Il ‘Documento di consenso sulle politiche di offerta e le modalità di esecuzione del test per Hiv in Italia’ è stato redatto dalla Commissione Nazionale per i diritti di lotta contro l’Aids con il contributo di tutti i livelli Politico-istituzionali, Società Scientifiche e delle Associazioni di Pazienti. La realizzazione del Documento, ora che è stato approvato dalla Conferenza Stato-Regioni, sarà obbligatoria per le Regioni. “Questo Documento – spiega una nota di Nps, Network persone sieropositive - è il maggiore risultato per un ‘Progetto’ portato avanti dai pazienti in prima persona ed è stato avviato grazie all’impegno del Parlamento Italiano che ha approvato all’unanimità una serie di mozioni in soli 2 mesi, quando di norma in Italia, per redigere documentazioni del genere c’è bisogno di iter burocratici di almeno 18 mesi”.

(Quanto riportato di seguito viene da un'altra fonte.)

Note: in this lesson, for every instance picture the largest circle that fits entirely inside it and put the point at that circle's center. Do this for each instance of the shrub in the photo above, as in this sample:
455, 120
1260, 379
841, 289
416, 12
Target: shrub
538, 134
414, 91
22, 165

“L’Italia – ha dichiarato Rosaria Iardino, presidente onorario Nps - è stato il primo Paese europeo nel fare un passo importante su come e quando incentivare l’esecuzione del test Hiv: partendo dal presupposto che sono sempre gli Ospedali pubblici i luoghi naturalmente adibiti per l’offerta di un servizio di sanità pubblica e ovviamente l’Hiv ne è ‘regina’. L’unico aspetto che noi non condividiamo, e lo abbiamo fatto presente alla Commissione Aids e all’ex Ministro della Salute il Professor Ferruccio Fazio, è la questione dei grandi minori: cioè quei ragazzi che vanno dai 16 ai 18 anni. Oggi – ha continuato Iardino - il Documento non permette di poter accedere al test a questa fascia di età senza il consenso dei genitori, mentre prima era previsto solo dai 16 anni in giù. In questo modo andremo a perdere una delle fasce più fragili e che ha una percezione dell’Hiv del tutto irreale dei numeri e delle problematiche.”

Nps ha quindi rilanciato il problema di quanti sono sieropositivi senza sapere di esserlo. “Sull’Hiv in Italia c’è una situazione di sommerso estremamente importante (pari al 25%) sovrapponibile a molti altri Paesi europei e simile a quella degli Stati Uniti, che favorisce il perpetuarsi della trasmissione del virus”, ha spiegato Giuliano Rizzardini, Direttore Dipartimento Malattie Infettive, Azienda Ospedaliera Luigi Sacco di Milano. “L’implementazione di politiche per l’offerta del test sono estremamente importanti (in questo senso l’Italia si sta facendo e si è fatta parte attiva), anche nell’ottica, come recenti studi hanno evidenziato, di come a seguito del riscontro di positività l’offerta e l’esecuzione del test sia ad oggi il miglior mezzo di prevenzione contro la diffusione del virus dell’Hiv”.